Ученики Бультмана продолжили дискуссию смелыми утверждениями. По мнению Герберта Брауна, "специфически христианский элемент, константа… в Новом Завете" — "самопонимание веры"[97]. Эрнст Кеземан считает четвертое Евангелие не голосом ортодоксии, но выражением "наивного докетизма" — такого понимания Иисуса, которое впоследствии вылилось в ересь докетизма как таковую[98]. Еще смелее он чуть раньше подошел к Третьему посланию Иоанна: автор ("пресвитер") не защитник ортодоксии от еретика Диотрефа, но Диотреф — "ортодоксальный" глава общины, которой адресовано письмо (пресвитер же — "христианский гностик"!). Диотреф действует как "монархический епископ", защищающийся от лжеучителя[99]. А Гельмут Кёстер, распространяя метод Бауэра на анализ христианства I в., пишет:
Здесь мы имеем дело с религиозным движением, которое синкретично по виду и с самого начала отличается ярким многообразием. Мы не можем априорно утверждать, в чем состоит его индивидуальность[100].
Таким образом, все актуальнее становится вопрос: существовала ли единая ортодоксия хотя бы в первохристианстве, в Новом Завете? И вообще, насколько корректно использовать понятия ортодоксии и ереси? Можно ли говорить об "ортодоксии" в контексте христианства I в.? В 1954 г. Г. Э. У. Тернер попытался обосновать этот подход в своих Бамптонских лекциях ("Образец христианской истины")[101]. Он отверг основную идею Бауэра и предложил в противовес такую картину христианства II в.: ортодоксия существовала, но была окружена некой "полутенью", в которой грань между ортодоксией и ересью смазывалась (pp. 81–94). В первоначальный период "ортодоксия была скорее вопросом инстинктивного чувства, чем фиксированных и поддающихся дефиниции доктринальных норм" (pp. 91).

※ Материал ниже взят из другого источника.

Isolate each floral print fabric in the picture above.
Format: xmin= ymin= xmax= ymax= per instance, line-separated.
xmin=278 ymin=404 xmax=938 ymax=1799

До письменного символа веры был ex orandi, "относительно полное и фиксированное экспериментальное осмысление того, что значило быть христианином" (р. 28, курсив мой. — Дж. Д.). Но удовлетворительно ли это? Отдает ли должное такой подход тому огромному спектру многообразия (и полемики) внутри первохристианства, в котором новозаветная наука все более убеждалась со времен Ф. Х. Баура? Противоположную крайность мы находим у Джона Шарло: "Нет ни одной богословской точки зрения… которая бы объединяла всех новозаветных авторов и все уровни традиции в Новом Завете"[102]. Но чем она лучше? Неужели у первохристиан не было вообще ничего общего?